Als Alexander Fleming 1928 mit dem Penizillin das erste bekannte Antibiotikum fand, war das zwar ein Zufall, aber auch eine große Leistung des Mediziners und späteren Nobelpreisträgers. Doch ohne Medizintechniker, die hinter ihm standen und das erforderliche Gerät für die Kultivierung der Zellkulturen und deren Untersuchung bereit stellten, wäre das nicht möglich gewesen.


Wie die Perlen auf einer Schnur wollen die Studenten Timo Noll (M.) und Marvin Kaminski (r.) lebende Zellen antreten lassen, um sie zu zählen und zu analysieren. Ihr Projekt in der Entwicklung neuer medizintechnischer Analysegeräte soll später vor allem der Zelltherapie dienen. Betreut werden sie von Prof. Dr. Michael Schlüter (l.). Foto: WH/BL, Abdruck honorarfrei

Seither hat die Medizintechnik eine rasante Entwicklung genommen. An der Westfälischen Hochschule ist sie als „Mikrotechnik und Medizintechnik“ eine Studienrichtung, in der sich die angehenden Wissenschafts-Bachelor und –Master mit Miniatursystemen im Mikrometerbereich beschäftigen. Zwei von ihnen sind Timo Noll (23) aus Gladbeck und Marvin Kaminski (24) aus Gelsenkirchen.

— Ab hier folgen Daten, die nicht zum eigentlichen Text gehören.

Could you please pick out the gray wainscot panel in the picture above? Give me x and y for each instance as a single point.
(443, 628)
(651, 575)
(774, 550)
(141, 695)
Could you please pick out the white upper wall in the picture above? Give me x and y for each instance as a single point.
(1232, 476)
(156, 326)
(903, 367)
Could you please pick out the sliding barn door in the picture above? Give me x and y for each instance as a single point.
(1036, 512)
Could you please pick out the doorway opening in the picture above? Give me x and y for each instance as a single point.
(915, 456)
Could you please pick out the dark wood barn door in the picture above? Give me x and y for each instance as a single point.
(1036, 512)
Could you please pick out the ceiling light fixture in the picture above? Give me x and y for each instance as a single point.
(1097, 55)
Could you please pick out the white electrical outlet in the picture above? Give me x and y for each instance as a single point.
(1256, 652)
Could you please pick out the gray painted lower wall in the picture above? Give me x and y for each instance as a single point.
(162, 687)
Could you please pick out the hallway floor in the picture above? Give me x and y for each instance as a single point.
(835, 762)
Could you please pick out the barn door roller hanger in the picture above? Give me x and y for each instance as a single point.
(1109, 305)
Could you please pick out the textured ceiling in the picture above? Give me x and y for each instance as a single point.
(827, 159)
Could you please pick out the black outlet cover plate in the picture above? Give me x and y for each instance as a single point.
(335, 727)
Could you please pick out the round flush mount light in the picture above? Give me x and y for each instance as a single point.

Gemeinsam und aufeinander aufbauend entwickeln sie zurzeit einen Mikrochip zur Zelluntersuchung. Eingesetzt werden kann ihr Chip später sowohl in der Forschung als auch zur Zelltherapie. Wissenschaftlich heißt das „Durchflusszytometrie“. Da sie an einer praxisorientierten Fachhochschule studieren, setzt ihr Projekt dabei auf die Zusammenarbeit mit einer Firma, die die Ergebnisse später in die Wirklichkeit umsetzt und auf den Markt bringen will. In diesem Fall ist der Partner die Firma „Miltenyi Biotec“ in Bergisch Gladbach, ein Unternehmen, das mit mehr als 1.300 Mitarbeitern in 22 Ländern Produkte zur Zellsortierung und –untersuchung sowie zur Zelltherapie entwickelt und vertreibt.

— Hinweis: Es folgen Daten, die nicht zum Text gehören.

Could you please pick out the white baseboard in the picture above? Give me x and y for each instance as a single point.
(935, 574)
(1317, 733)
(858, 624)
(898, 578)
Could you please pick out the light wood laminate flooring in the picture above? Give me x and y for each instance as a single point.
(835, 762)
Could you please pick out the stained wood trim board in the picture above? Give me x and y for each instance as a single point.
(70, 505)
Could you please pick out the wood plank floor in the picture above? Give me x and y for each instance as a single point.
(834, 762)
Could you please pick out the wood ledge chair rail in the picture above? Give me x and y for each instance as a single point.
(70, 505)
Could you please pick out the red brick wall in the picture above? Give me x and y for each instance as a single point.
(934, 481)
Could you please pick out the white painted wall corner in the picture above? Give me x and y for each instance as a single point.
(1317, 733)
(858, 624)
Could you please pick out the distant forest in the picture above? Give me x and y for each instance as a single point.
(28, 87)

In seiner Abschlussarbeit für den Bachelor-Grad sitzt Timo Noll an der Fräsmaschine. Allerdings im Mikrometerbereich. Er lässt computergestützt feinste Kanäle fräsen, die zwischen 0,1 und 0,3 Millimeter breit und tief sind, jeder Kanal wenige Zentimeter lang. Darin werden Zellen über Transportflüssigkeiten so durch die Kanäle geschickt, dass sie sich mittig im Kanal bewegen. Auf diese Weise lassen sich die Zellen einzeln untersuchen. Anschließend nimmt sich Marvin Kaminski den Zell-Strom vor:

Er sorgt dafür, dass die Zellen in den Kanälen auf einem Chip einzeln einen Laserstrahl passieren. Je nach Größe, Gestalt und Anfärbung zeigen unterschiedliche Zellen im Laserlicht ein spezifisches Verhalten und können so bestimmt werden. Einmal erkannt, werden die gewünschten Zellen dann aus dem Hauptkanal aussortiert.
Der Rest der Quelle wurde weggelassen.